“Why, my little man, it’s the time in all the year when they laugh most. To-night there is to be a witch’s party. I shall secretly join the children, and play all sorts of tricks for their amusement. What a nuisance it is that I’ve lost those goggles.”
“I’ll help you search for them, Jolly Little Witch,” said the pixie. “I suppose I must give up my laugh, for I don’t know anyone else to ask about it. Please tell me what your goggles look like.”
“They are two round glass windows, which I wear over my eyes when I ride through the air,” said the little Witch.
Away started the pixie to search for them. He looked carefully around every ragweed stalk in the meadow, but he could see nothing which looked like “two round glass windows.”
“Perhaps one cannot find anything which has been lost on Hallowe’en,” he said to himself.
Slowly he walked back to the place where he had left the Jolly Little Witch. When he reached her he stared sharply at something on top of her head.

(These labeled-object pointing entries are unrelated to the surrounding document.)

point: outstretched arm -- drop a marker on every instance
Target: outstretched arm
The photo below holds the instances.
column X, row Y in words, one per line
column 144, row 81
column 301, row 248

“Please tell me more about your goggles,” said Twinkling Feet. “Are they like the two glass windows across the front of your hat?”
“Across the front of my hat!” exclaimed the witch, putting her hands up to find out what the little elf meant. Then she burst out laughing, and said, “Well, well! What strange things do happen on Hallowe’en! Come, Jack-o’-Lantern! Come! The pixie has found my goggles. They were on top of my head all the time!”
And turning to Twinkling Feet she said, “You shall go with us to the village, and see the merriment if you like. I’m sure Jack will carry you in his lantern.”
“Of course I will,” said the lantern man. “And while you are playing tricks at the children’s party, I’ll carry him anywhere he wishes to go. It is a long while before midnight.”